Übrigens: Nester zu verstecken ist eine Kunst für sich, wie Sailer bestätigt: " Wir versuchen die Verstecke schwieriger werden zu lassen, was nicht so einfach ist." Eines ist fix: Würden Kinder für Erwachsene verstecken, bräuchten diese bestimmt länger zum Suchen.

Familien-Einblick: So feiern wir

M ichael Sailer ist Vater von vier Kindern im Alter zwischen einem und elf Jahren. Natürlich ist das Osterfest da ein großes Thema: "Die beiden ältesten Söhne gehen ratschen, ministrieren und nehmen sich meist etwas vor, auf das sie vor Ostern verzichten wollen." Dieses Jahr verzichtete einer der beiden auf Fleisch, der andere auf seine geliebten Fruchtsäfte. Der Vater weiß: "Neben dem Nestersuchen am Ostersonntag macht es ihnen Spaß, in der Gemeinschaft etwas zu machen und sich zu engagieren."

Wünsche

Die Osterwünsche der Kinder variieren, wie Sailer erzählt: "Manchmal sind es größere Sachen, wie vor ein paar Jahren ein Trampolin, dann wieder Kleinigkeiten wie ein Wecker." Natürlich werden auch Süßigkeiten versteckt und die Familie feiert zusammen: "Wir fahren nach der Ostermesse zu den Großeltern und genießen ein schönes Abendessen."
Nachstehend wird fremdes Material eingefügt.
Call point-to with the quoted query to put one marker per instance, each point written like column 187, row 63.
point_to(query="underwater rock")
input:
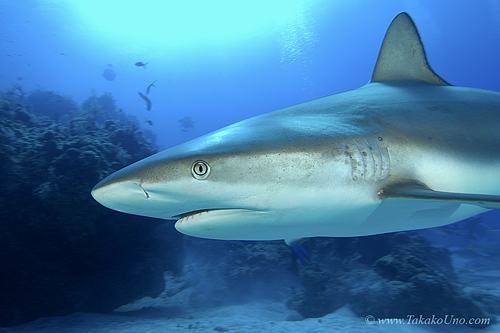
column 60, row 251
column 385, row 276
column 51, row 104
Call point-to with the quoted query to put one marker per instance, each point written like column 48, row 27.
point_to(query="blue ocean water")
column 320, row 48
column 211, row 71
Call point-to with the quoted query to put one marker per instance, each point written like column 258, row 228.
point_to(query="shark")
column 406, row 151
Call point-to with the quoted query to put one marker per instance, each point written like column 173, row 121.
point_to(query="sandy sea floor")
column 253, row 317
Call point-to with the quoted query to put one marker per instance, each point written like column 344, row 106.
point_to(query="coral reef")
column 385, row 276
column 61, row 251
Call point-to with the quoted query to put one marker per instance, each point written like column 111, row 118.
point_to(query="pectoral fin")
column 417, row 191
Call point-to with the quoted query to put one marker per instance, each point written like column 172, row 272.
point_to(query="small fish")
column 151, row 85
column 148, row 102
column 141, row 64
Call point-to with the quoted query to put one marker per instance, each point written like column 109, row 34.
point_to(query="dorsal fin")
column 402, row 56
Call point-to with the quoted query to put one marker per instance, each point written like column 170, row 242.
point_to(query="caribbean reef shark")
column 406, row 151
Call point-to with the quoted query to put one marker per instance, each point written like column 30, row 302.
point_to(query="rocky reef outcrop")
column 61, row 251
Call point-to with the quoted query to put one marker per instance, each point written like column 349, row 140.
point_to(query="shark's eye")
column 200, row 170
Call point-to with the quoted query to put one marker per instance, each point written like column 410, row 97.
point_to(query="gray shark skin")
column 406, row 151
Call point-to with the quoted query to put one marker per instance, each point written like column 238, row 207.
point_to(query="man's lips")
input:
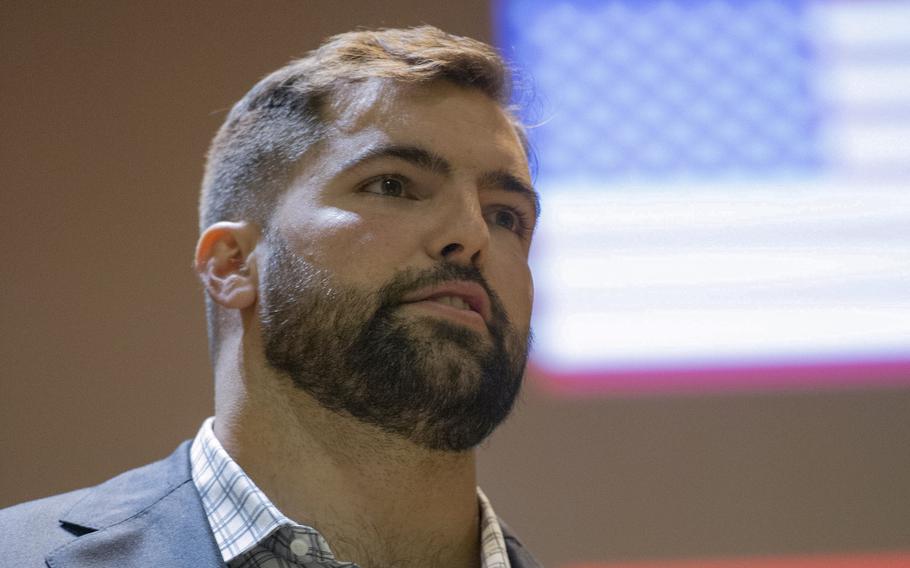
column 459, row 295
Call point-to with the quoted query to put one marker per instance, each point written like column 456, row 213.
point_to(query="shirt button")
column 299, row 547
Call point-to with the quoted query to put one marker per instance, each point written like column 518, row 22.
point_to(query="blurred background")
column 722, row 369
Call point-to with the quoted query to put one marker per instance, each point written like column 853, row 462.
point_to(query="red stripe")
column 726, row 378
column 873, row 560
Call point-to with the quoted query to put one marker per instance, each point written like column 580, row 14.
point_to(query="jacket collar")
column 151, row 515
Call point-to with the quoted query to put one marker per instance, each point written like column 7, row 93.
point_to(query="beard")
column 438, row 384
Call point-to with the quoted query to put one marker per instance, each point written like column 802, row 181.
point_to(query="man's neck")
column 378, row 499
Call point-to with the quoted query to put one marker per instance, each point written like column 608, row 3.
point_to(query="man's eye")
column 510, row 219
column 389, row 186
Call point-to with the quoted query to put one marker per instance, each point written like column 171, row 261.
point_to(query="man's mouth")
column 464, row 301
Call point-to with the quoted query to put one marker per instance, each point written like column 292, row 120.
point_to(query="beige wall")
column 107, row 109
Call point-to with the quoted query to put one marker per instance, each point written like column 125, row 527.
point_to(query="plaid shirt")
column 252, row 533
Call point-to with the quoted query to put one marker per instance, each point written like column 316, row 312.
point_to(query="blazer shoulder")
column 519, row 556
column 30, row 530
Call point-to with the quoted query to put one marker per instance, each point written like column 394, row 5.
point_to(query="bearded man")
column 366, row 217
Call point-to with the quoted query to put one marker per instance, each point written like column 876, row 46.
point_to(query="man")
column 366, row 217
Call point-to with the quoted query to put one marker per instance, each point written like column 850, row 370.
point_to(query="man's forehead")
column 380, row 111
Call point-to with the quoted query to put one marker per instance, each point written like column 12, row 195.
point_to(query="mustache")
column 407, row 281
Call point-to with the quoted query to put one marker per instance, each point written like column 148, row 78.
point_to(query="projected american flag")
column 726, row 190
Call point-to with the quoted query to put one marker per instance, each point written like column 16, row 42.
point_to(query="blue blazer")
column 150, row 516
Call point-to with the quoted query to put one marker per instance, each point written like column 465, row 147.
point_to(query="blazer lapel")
column 151, row 516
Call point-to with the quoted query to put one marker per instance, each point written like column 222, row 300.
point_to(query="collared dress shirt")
column 252, row 533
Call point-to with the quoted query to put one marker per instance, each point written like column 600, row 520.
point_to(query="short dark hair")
column 283, row 116
column 251, row 158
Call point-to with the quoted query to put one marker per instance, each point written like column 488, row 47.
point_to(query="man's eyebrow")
column 504, row 180
column 416, row 155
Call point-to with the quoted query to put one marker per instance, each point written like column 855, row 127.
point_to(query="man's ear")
column 226, row 264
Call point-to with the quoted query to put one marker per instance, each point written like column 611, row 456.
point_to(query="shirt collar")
column 241, row 516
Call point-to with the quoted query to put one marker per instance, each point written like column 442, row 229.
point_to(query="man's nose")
column 461, row 235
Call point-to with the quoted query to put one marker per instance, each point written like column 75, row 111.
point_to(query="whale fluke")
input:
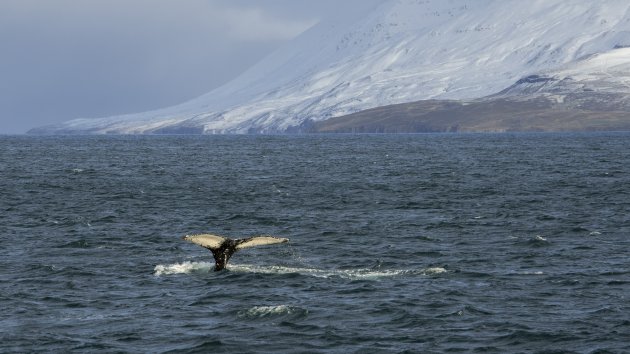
column 223, row 248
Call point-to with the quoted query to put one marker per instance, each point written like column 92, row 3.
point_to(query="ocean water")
column 398, row 243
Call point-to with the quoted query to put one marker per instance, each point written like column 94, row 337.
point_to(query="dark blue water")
column 413, row 243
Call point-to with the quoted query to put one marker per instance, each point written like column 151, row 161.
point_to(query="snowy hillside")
column 403, row 51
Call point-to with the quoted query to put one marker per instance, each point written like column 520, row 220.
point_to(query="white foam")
column 263, row 311
column 353, row 274
column 182, row 268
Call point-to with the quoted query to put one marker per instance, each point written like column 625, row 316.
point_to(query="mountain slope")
column 403, row 51
column 592, row 94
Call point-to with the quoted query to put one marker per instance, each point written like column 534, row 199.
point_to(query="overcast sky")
column 65, row 59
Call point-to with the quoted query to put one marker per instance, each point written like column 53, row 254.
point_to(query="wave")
column 182, row 268
column 268, row 311
column 353, row 274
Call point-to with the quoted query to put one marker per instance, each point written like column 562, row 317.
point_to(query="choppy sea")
column 398, row 243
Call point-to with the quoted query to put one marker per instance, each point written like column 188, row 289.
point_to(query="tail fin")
column 206, row 240
column 259, row 241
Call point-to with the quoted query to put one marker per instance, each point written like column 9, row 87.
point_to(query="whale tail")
column 223, row 248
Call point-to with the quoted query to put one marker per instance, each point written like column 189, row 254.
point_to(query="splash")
column 267, row 311
column 352, row 274
column 182, row 268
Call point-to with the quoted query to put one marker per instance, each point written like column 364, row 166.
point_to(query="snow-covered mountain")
column 403, row 51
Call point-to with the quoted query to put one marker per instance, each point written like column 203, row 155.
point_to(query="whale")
column 223, row 248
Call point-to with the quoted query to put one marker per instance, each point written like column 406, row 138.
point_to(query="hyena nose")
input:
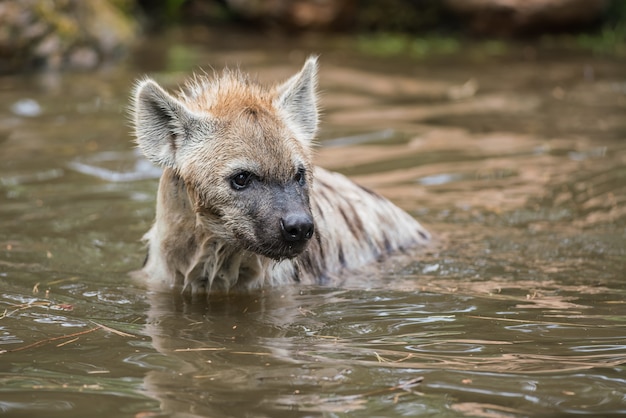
column 297, row 227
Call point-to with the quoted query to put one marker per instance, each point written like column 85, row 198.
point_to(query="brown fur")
column 289, row 221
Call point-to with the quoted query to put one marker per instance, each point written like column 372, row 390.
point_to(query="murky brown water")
column 517, row 165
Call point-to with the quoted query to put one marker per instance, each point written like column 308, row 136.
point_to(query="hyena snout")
column 297, row 228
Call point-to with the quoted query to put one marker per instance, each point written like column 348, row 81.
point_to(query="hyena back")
column 240, row 204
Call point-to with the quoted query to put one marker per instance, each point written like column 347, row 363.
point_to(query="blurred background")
column 499, row 124
column 59, row 34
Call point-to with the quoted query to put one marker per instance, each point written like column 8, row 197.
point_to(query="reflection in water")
column 516, row 310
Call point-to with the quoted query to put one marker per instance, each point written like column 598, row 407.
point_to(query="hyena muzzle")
column 240, row 204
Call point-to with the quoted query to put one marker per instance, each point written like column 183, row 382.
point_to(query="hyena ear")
column 162, row 123
column 297, row 98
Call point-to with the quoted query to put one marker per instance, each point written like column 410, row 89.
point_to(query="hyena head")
column 243, row 151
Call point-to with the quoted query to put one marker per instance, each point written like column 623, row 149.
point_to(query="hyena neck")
column 184, row 247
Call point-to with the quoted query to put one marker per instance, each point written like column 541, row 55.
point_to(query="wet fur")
column 207, row 237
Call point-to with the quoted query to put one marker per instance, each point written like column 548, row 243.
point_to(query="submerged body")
column 240, row 204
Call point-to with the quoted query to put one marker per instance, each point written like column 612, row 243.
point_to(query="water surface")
column 515, row 163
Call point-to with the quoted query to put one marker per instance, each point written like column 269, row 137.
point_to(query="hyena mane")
column 240, row 204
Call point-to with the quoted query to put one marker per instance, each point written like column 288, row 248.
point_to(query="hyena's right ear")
column 162, row 123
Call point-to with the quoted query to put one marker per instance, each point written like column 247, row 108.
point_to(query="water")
column 515, row 163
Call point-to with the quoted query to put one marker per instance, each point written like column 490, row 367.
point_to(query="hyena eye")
column 241, row 180
column 300, row 177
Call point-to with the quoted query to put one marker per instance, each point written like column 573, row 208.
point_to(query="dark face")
column 274, row 217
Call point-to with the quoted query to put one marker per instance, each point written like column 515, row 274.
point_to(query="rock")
column 61, row 34
column 523, row 17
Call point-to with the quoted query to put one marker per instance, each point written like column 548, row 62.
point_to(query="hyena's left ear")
column 297, row 98
column 162, row 123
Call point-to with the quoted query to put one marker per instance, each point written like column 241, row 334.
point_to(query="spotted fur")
column 289, row 222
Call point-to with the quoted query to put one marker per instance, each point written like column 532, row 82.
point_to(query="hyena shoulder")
column 240, row 204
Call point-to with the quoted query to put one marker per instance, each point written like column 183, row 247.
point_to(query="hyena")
column 240, row 204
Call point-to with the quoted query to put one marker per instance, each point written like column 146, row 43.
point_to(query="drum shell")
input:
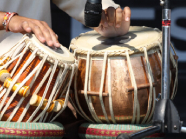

Ob es den Osterhasen wirklich gibt, interessiert die vierjährige Tochter momentan noch nicht. Sailer hat aber schon einen Plan: "Wenn sie eines Tages zu mir kommt und mich fragt, werde ich ihr natürlich die Wahrheit sagen, aber von selbst will ich ihre Fantasie nicht zerstören." Viel wichtiger seien zu Ostern die Gemeinsamkeiten, die auch später noch in Erinnerung bleiben sollen.